Break Out of Your Editing Comfort Zone

It's easy to fall into repetitive editing habits — applying the same preset to every photo, making the same adjustments by reflex. Experimenting with different visual styles is one of the best ways to grow as a photographer and keep your work feeling fresh. Here are seven distinct styles worth exploring.

1. Dark & Moody

This popular style is characterized by deep shadows, crushed blacks, muted highlights, and a heavy, atmospheric feel. It works beautifully for portraits, forest landscapes, and food photography.

  • Reduce Exposure by 0.5–1 stop.
  • Pull Highlights and Whites down significantly.
  • Lift Blacks slightly to create a faded shadow look.
  • Add a warm-amber or deep teal tone in the shadows via Color Grading.

2. Airy & Light

The opposite of dark and moody — airy edits are bright, soft, and feel effortlessly natural. This is a staple of newborn photography, lifestyle shoots, and wedding imagery.

  • Lift Shadows and Blacks to open up the darker tones.
  • Reduce Contrast slightly for a softer feel.
  • Desaturate greens and cyans for clean, neutral skin tones.
  • Add a very slight warm tint to Highlights.

3. Vintage Film

Emulating analog film aesthetics has never gone out of style. The key characteristics are lifted (faded) blacks, gentle grain, slightly muted colors, and halation in highlights.

  • In Lightroom's Tone Curve, lift the bottom-left point of the curve upward (this fades the blacks).
  • Add subtle Film Grain (Lightroom: Detail panel).
  • Shift greens slightly toward yellow, and blues toward cyan.
  • Reduce overall Saturation slightly, then boost Vibrance to keep skin tones natural.

4. Duotone

A duotone image uses two colors instead of the full spectrum — one for shadows, one for highlights. It's bold, graphic, and incredibly striking for editorial and poster work.

  • Desaturate your image to black and white first.
  • In Photoshop, use Image > Mode > Duotone to assign two ink colors.
  • In Lightroom, desaturate fully then use Color Grading to assign shadow and highlight hues.

5. Teal & Orange

One of the most iconic cinematic color combinations — warm orange skin tones against cool teal backgrounds. It's beloved in blockbuster films and travel photography alike.

  • In the HSL panel, shift Aqua and Cyan hues toward Teal (green-blue).
  • Shift Orange hues slightly warmer.
  • Add an orange-amber tint to Highlights and teal to Shadows in Color Grading.

6. Black & White with Selective Color

Convert most of the image to monochrome while retaining one specific color for dramatic impact — a red rose in a grey scene, or a yellow taxi on a black-and-white street.
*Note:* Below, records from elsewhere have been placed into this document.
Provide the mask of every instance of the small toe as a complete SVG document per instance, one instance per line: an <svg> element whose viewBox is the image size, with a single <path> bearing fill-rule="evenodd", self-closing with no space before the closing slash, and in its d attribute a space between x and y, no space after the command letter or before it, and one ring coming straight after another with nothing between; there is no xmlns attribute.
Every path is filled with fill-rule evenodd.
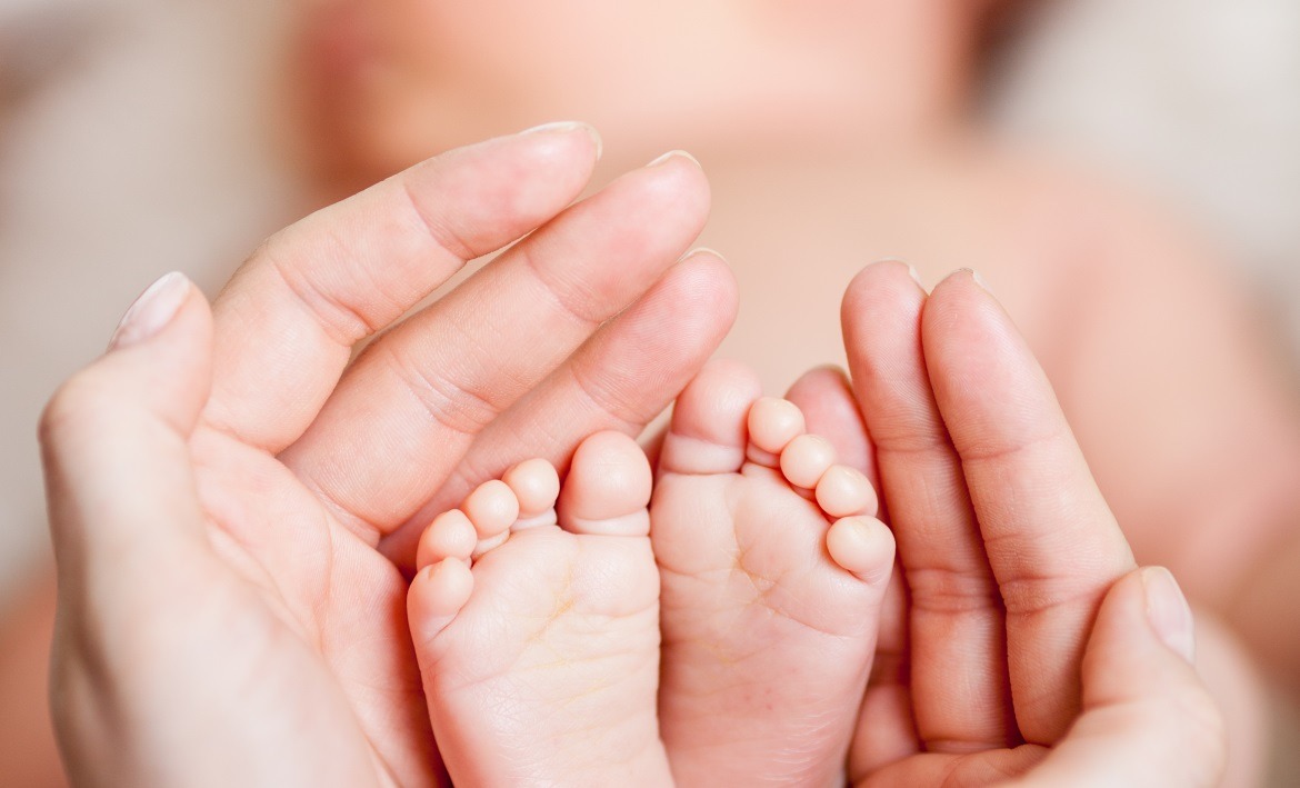
<svg viewBox="0 0 1300 788"><path fill-rule="evenodd" d="M559 499L560 525L572 533L650 533L650 463L623 433L597 433L577 447Z"/></svg>
<svg viewBox="0 0 1300 788"><path fill-rule="evenodd" d="M893 534L875 518L836 520L826 532L826 549L835 563L867 583L884 586L893 571Z"/></svg>
<svg viewBox="0 0 1300 788"><path fill-rule="evenodd" d="M816 484L816 502L832 518L875 516L879 507L871 481L848 466L831 466Z"/></svg>
<svg viewBox="0 0 1300 788"><path fill-rule="evenodd" d="M781 451L781 473L797 488L811 490L835 464L835 446L822 436L802 434Z"/></svg>
<svg viewBox="0 0 1300 788"><path fill-rule="evenodd" d="M677 398L659 451L666 473L734 473L745 462L746 416L763 387L737 361L705 365Z"/></svg>
<svg viewBox="0 0 1300 788"><path fill-rule="evenodd" d="M504 481L494 479L478 485L460 505L474 524L480 540L504 533L519 519L519 498Z"/></svg>
<svg viewBox="0 0 1300 788"><path fill-rule="evenodd" d="M555 466L543 459L524 460L502 477L519 501L519 520L514 531L555 524L555 501L560 494L560 476Z"/></svg>
<svg viewBox="0 0 1300 788"><path fill-rule="evenodd" d="M434 518L420 536L415 566L422 570L441 563L445 558L469 560L477 544L478 532L465 512L459 508L445 511Z"/></svg>
<svg viewBox="0 0 1300 788"><path fill-rule="evenodd" d="M803 411L798 406L763 397L749 410L749 460L775 468L785 446L805 430Z"/></svg>
<svg viewBox="0 0 1300 788"><path fill-rule="evenodd" d="M420 570L407 592L407 618L416 646L447 628L473 588L474 576L463 560L447 558Z"/></svg>

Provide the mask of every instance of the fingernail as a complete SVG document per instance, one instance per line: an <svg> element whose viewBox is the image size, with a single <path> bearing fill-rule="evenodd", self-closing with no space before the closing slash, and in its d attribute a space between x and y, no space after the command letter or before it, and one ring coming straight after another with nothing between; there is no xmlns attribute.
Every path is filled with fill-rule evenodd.
<svg viewBox="0 0 1300 788"><path fill-rule="evenodd" d="M708 248L707 246L697 246L696 248L693 248L689 252L686 252L685 255L682 255L677 261L681 263L682 260L689 260L690 257L694 257L696 255L712 255L712 256L718 257L719 260L722 260L723 263L727 263L727 257L724 257L722 255L722 252L719 252L715 248Z"/></svg>
<svg viewBox="0 0 1300 788"><path fill-rule="evenodd" d="M677 156L681 156L682 159L688 159L688 160L693 161L696 164L696 166L699 166L699 160L696 159L694 156L692 156L690 153L688 153L686 151L668 151L667 153L664 153L663 156L659 156L658 159L655 159L654 161L651 161L646 166L659 166L660 164L668 161L670 159L676 159Z"/></svg>
<svg viewBox="0 0 1300 788"><path fill-rule="evenodd" d="M584 130L592 138L592 143L595 144L595 157L601 159L604 152L604 140L601 139L601 133L595 130L590 124L584 124L581 121L555 121L551 124L542 124L541 126L533 126L532 129L524 129L520 134L549 134L551 131L576 131Z"/></svg>
<svg viewBox="0 0 1300 788"><path fill-rule="evenodd" d="M1143 588L1147 592L1147 619L1165 645L1192 662L1196 659L1196 632L1192 623L1192 609L1187 597L1178 588L1178 581L1164 567L1147 567L1141 571Z"/></svg>
<svg viewBox="0 0 1300 788"><path fill-rule="evenodd" d="M190 294L190 280L183 273L173 270L135 299L135 303L122 315L113 338L108 341L109 350L127 347L144 342L162 330L176 317L185 298Z"/></svg>

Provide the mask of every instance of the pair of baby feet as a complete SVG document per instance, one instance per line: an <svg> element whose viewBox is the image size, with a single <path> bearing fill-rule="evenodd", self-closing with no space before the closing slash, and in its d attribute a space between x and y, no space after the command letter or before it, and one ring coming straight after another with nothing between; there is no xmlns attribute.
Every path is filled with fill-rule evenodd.
<svg viewBox="0 0 1300 788"><path fill-rule="evenodd" d="M653 484L651 484L653 482ZM800 410L714 363L653 480L620 433L438 516L410 594L458 783L833 784L893 567L876 494Z"/></svg>

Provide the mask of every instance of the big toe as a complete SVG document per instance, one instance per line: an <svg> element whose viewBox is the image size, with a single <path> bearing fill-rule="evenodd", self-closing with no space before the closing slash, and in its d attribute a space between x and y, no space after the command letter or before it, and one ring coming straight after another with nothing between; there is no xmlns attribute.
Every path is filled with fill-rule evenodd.
<svg viewBox="0 0 1300 788"><path fill-rule="evenodd" d="M738 361L712 360L677 398L659 454L666 473L734 473L745 462L746 417L763 393Z"/></svg>
<svg viewBox="0 0 1300 788"><path fill-rule="evenodd" d="M597 433L573 454L560 490L560 527L571 533L646 536L651 481L650 463L636 441L623 433Z"/></svg>

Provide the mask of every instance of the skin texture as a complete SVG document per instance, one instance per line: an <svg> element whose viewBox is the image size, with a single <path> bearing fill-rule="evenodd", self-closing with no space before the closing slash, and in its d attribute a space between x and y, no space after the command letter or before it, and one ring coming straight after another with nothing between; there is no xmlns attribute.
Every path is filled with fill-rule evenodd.
<svg viewBox="0 0 1300 788"><path fill-rule="evenodd" d="M836 780L855 723L844 698L866 687L893 564L866 477L832 464L807 486L820 498L831 477L844 508L810 501L783 471L809 443L803 415L759 393L744 365L711 363L677 399L659 459L659 715L684 785ZM826 549L842 516L868 536L844 551L855 572Z"/></svg>
<svg viewBox="0 0 1300 788"><path fill-rule="evenodd" d="M74 780L438 781L406 581L376 550L380 536L528 391L543 393L530 416L550 427L556 460L593 432L568 427L602 412L606 427L638 430L624 419L667 403L733 304L715 257L673 263L707 207L696 165L671 159L566 211L595 150L568 126L403 173L272 238L211 311L181 280L165 329L114 347L56 394L42 424L61 599L53 701ZM647 221L620 224L628 215ZM499 311L471 309L438 342L389 332L348 365L355 342L462 256L537 225L406 325L432 332L458 309ZM567 278L588 254L619 260L620 280ZM500 355L491 337L524 324L538 339ZM604 359L646 333L654 374ZM577 381L589 404L549 411ZM615 406L618 416L603 410ZM398 415L402 440L381 443ZM490 445L504 459L520 443ZM335 484L343 458L376 484L373 498Z"/></svg>
<svg viewBox="0 0 1300 788"><path fill-rule="evenodd" d="M850 289L849 300L863 296L868 282L888 289L888 280L898 273L889 267L870 269ZM395 750L385 750L385 761L378 761L380 748L393 741L374 740L364 728L368 710L384 713L384 705L376 705L374 696L352 696L346 675L335 674L328 657L316 653L292 632L287 637L272 637L270 642L257 637L264 633L263 627L289 628L294 620L281 612L283 602L263 596L261 589L237 573L238 570L228 564L209 541L220 532L205 529L205 505L194 484L202 473L190 463L186 430L202 417L209 387L209 356L204 347L211 341L212 322L207 304L183 278L170 280L164 291L170 299L169 308L164 309L166 315L160 317L157 300L152 302L152 308L140 309L131 322L136 330L125 333L127 339L116 342L104 359L73 378L52 401L43 433L64 592L56 662L62 680L56 684L55 711L70 763L92 766L84 772L74 772L74 778L83 784L140 785L174 784L177 780L191 784L207 780L213 784L283 784L306 779L325 784L420 781L419 772L394 776ZM900 306L906 309L907 302ZM1013 599L1017 590L1028 586L1008 584L1006 555L1035 554L1046 570L1035 576L1036 581L1050 583L1050 572L1056 572L1057 581L1076 583L1082 588L1092 588L1097 573L1076 571L1074 562L1062 560L1060 555L1053 560L1052 547L1062 525L1071 542L1071 555L1096 549L1117 566L1124 564L1127 557L1108 538L1113 523L1105 519L1104 505L1098 508L1100 498L1091 480L1086 473L1079 475L1082 463L1069 430L1058 432L1063 424L1060 410L1005 315L966 274L941 286L927 307L927 313L933 313L930 309L941 316L962 316L956 324L945 324L942 319L936 319L935 324L922 320L923 337L928 333L924 338L930 359L927 374L961 460L971 464L968 441L971 436L984 436L989 446L1002 449L982 455L988 468L1010 466L1015 471L1011 485L1024 485L1018 492L1027 493L1018 499L1026 505L1027 518L1019 518L1019 510L1011 510L1010 516L989 511L987 502L998 501L996 493L1006 492L1008 484L993 475L998 481L993 486L985 476L987 469L966 468L982 533L987 537L993 529L1002 529L1005 534L1005 538L985 541L985 547L1008 619L1014 622ZM148 332L139 330L146 316L153 319ZM870 321L870 312L866 317ZM910 332L905 322L892 325ZM937 328L927 329L931 325ZM954 325L959 330L950 333ZM854 338L852 329L849 341L859 361L874 352L871 345ZM985 389L950 387L961 381L963 365L970 364L993 371L989 385ZM833 402L845 394L842 385L837 385L840 381L833 376L809 380L814 382L803 386L802 395L812 399L818 398L815 381L829 384L823 389L824 407L812 410L814 417L842 415L840 404ZM1013 385L1026 394L1019 407L1010 407L1011 401L1006 397ZM880 424L870 407L863 407L863 415L867 425ZM1040 428L1049 429L1037 433ZM1027 434L1046 437L1024 442ZM859 437L864 443L864 434ZM1008 440L1009 443L1002 443ZM130 453L126 464L122 463L124 450ZM1041 454L1044 450L1046 455ZM732 446L736 462L741 462L741 451L740 445ZM618 456L633 462L611 462L610 458ZM681 456L689 459L690 453ZM595 463L601 458L606 462ZM599 472L588 473L593 467L589 463L595 463ZM129 471L124 473L124 468ZM1062 468L1072 468L1072 472L1062 477ZM772 472L771 468L760 471ZM888 471L883 468L881 473L888 497ZM592 537L601 540L593 542L593 549L607 545L619 550L621 545L638 544L644 557L640 564L653 579L649 553L644 550L649 516L644 508L630 508L642 506L649 497L649 468L629 438L618 433L590 438L578 449L571 484L560 495L559 519L567 523L569 533L542 525L525 528L489 553L481 566L490 567L493 558L506 555L511 545L530 541L528 546L532 547L542 545L543 540L564 544L566 537L572 537L567 544L573 546L578 544L577 537ZM1045 479L1066 479L1069 484L1036 484ZM1039 507L1058 506L1062 501L1080 503L1066 510L1082 512L1086 519L1069 524L1037 516L1044 514ZM636 523L640 523L636 525L640 536L632 533ZM900 527L894 528L901 537ZM933 549L959 550L961 545L936 545ZM460 566L464 577L462 560L448 557L442 566ZM525 557L523 564L529 562L543 575L556 566L572 566L575 572L568 575L568 583L582 576L582 563L538 562ZM598 570L604 562L597 559L585 566ZM1014 579L1014 573L1010 577ZM436 577L421 575L421 579L439 585ZM640 588L642 596L649 590L646 599L653 605L653 580L641 583L632 576L616 577L616 581L630 581L630 588ZM510 583L485 583L477 594L471 589L471 596L491 599L494 588L508 589ZM437 593L448 589L455 590L455 584L441 584ZM546 594L525 590L533 602L549 601ZM1098 597L1100 607L1096 607L1086 594L1067 596L1060 605L1044 609L1041 620L1031 620L1028 627L1019 629L1014 623L1009 627L1006 659L1013 687L1023 689L1027 685L1028 697L1035 697L1034 684L1039 683L1037 690L1048 698L1030 709L1013 703L1011 711L1026 720L1034 715L1044 719L1052 714L1076 716L1062 737L1015 749L916 753L920 742L914 739L918 731L914 720L927 702L922 684L910 689L897 683L890 685L888 675L878 674L866 696L863 724L850 749L849 766L854 778L870 784L910 785L952 784L953 780L983 784L1008 776L1018 776L1028 784L1140 784L1164 779L1176 784L1214 784L1222 767L1221 722L1188 664L1192 619L1176 584L1162 570L1130 571L1109 589L1102 589ZM620 598L614 594L610 602L618 606ZM589 599L599 599L599 594ZM460 605L456 599L445 606L434 598L434 605L421 607L429 601L417 581L411 593L412 624L437 623L439 616ZM455 620L460 620L459 614L455 615ZM897 636L894 624L907 615L911 612L902 611L897 620L887 619L883 635L887 638ZM373 618L369 615L367 622ZM499 616L491 618L499 620ZM560 622L564 618L562 614ZM1050 628L1049 642L1036 641L1043 633L1035 624ZM231 627L237 637L231 637ZM321 625L320 631L328 629ZM361 629L364 627L354 623L347 635L364 637ZM653 623L644 624L641 631L653 632ZM441 629L437 625L417 628L417 642L428 646L429 641L419 638L430 632L437 640L450 635L451 628L450 624ZM484 628L477 632L471 628L469 637L481 637L484 632ZM351 642L358 644L356 640ZM1076 650L1076 642L1086 645ZM888 661L898 653L894 649L900 644L884 641L881 646L880 654ZM919 655L922 650L922 644L915 644L914 653ZM469 651L480 650L471 648ZM645 653L654 654L654 645L646 644ZM1061 659L1065 667L1078 661L1082 688L1076 693L1070 684L1041 685L1036 674L1018 671L1017 666L1027 657L1041 657L1046 662ZM924 670L926 663L915 659L918 670ZM471 662L463 671L472 674L482 667L481 662ZM434 703L447 698L458 674L434 667L428 655L424 668L426 685L430 674L452 684L430 692ZM653 687L656 674L651 666L649 681L642 680L642 684ZM373 689L376 675L370 672L367 677L367 687ZM480 684L473 680L465 685L471 692L476 687ZM572 696L563 693L563 687L560 689L572 702ZM900 689L904 690L901 696ZM874 701L881 697L881 690L894 690L896 700L905 702L878 705ZM653 692L645 697L649 700ZM1017 697L1026 694L1022 692ZM437 720L437 710L434 716ZM500 715L489 722L508 726L511 719L512 715ZM525 731L525 737L534 731ZM386 733L393 736L395 732L387 728ZM400 741L400 735L396 736ZM581 737L566 740L572 744ZM881 742L905 748L881 750ZM497 744L499 740L491 739L489 746L495 750ZM448 742L448 753L451 746ZM428 742L421 753L432 753ZM611 766L616 770L629 766L625 759L612 761L601 761L597 754L593 765L599 774L610 774ZM491 770L500 763L500 758L480 755L471 758L468 766L454 768L488 770L485 774L491 778ZM424 776L436 779L437 774ZM507 774L502 779L515 776L517 774Z"/></svg>
<svg viewBox="0 0 1300 788"><path fill-rule="evenodd" d="M1098 667L1124 659L1110 620L1121 614L1098 610L1108 593L1134 594L1119 589L1135 564L1001 307L968 272L927 295L905 267L880 264L850 285L844 324L906 590L894 625L887 614L879 659L893 670L878 671L867 689L852 779L987 784L1022 775L1052 784L1048 775L1066 774L1075 748L1087 750L1101 729L1158 724L1204 749L1093 750L1105 752L1104 763L1070 780L1113 768L1217 784L1225 740L1204 687L1164 713L1144 703L1101 710L1145 692L1135 672ZM1165 653L1180 651L1182 667L1152 694L1192 687L1191 612L1180 597L1175 607L1180 629L1165 633ZM1161 655L1140 641L1131 648Z"/></svg>
<svg viewBox="0 0 1300 788"><path fill-rule="evenodd" d="M578 446L563 489L549 463L529 463L507 473L511 488L546 495L532 511L523 507L507 540L482 550L472 571L465 554L429 553L408 594L429 715L451 778L469 785L668 784L655 713L650 464L632 438L611 432Z"/></svg>
<svg viewBox="0 0 1300 788"><path fill-rule="evenodd" d="M296 117L330 199L459 142L562 114L607 131L597 181L688 144L719 204L705 241L728 251L746 303L727 352L774 390L840 358L828 316L863 260L906 257L926 282L979 268L1041 359L1138 559L1170 566L1254 654L1300 675L1300 629L1275 625L1295 616L1297 596L1294 385L1252 304L1214 272L1219 254L1187 226L1095 173L980 138L974 42L991 5L312 3L295 111L307 107ZM698 319L676 295L711 286L702 268L676 269L673 286L640 302L655 306L638 308ZM616 377L656 373L645 348L662 348L663 332L646 312L594 341ZM530 417L534 407L571 436L608 427L610 414L632 430L651 415L627 391L601 387L599 402L563 386L524 394L385 553L410 571L434 514L520 456L551 451L551 423ZM517 454L500 451L515 441ZM563 466L558 454L547 458ZM299 459L330 484L328 468ZM1213 506L1187 489L1214 489ZM365 531L372 514L385 519L339 518ZM0 714L30 727L21 703Z"/></svg>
  • In Photoshop: Add a Hue/Saturation adjustment layer, desaturate everything, then mask out the area you want to remain in color.
  • In Lightroom: Use the HSL panel to desaturate all colors except the one you want to keep.

7. Matte / Faded Look

The matte look gives photos a flat, slightly desaturated feel with lifted shadows — popularized by Instagram and street photography. It pairs well with urban environments and documentary-style images.

  • Lift the Blacks slider until shadows look noticeably faded.
  • Pull down the Whites slightly.
  • Reduce Vibrance (not Saturation) by about 15–20.
  • Optionally add a very subtle cool tone to the shadows.

How to Experiment Effectively

When trying a new style, pick a single photo and commit to exploring the look fully before moving on. Save your settings as a preset once you're happy, so you can apply and compare quickly across different images. Over time, you'll develop an intuitive understanding of which style serves each scene — and that's when editing becomes truly expressive.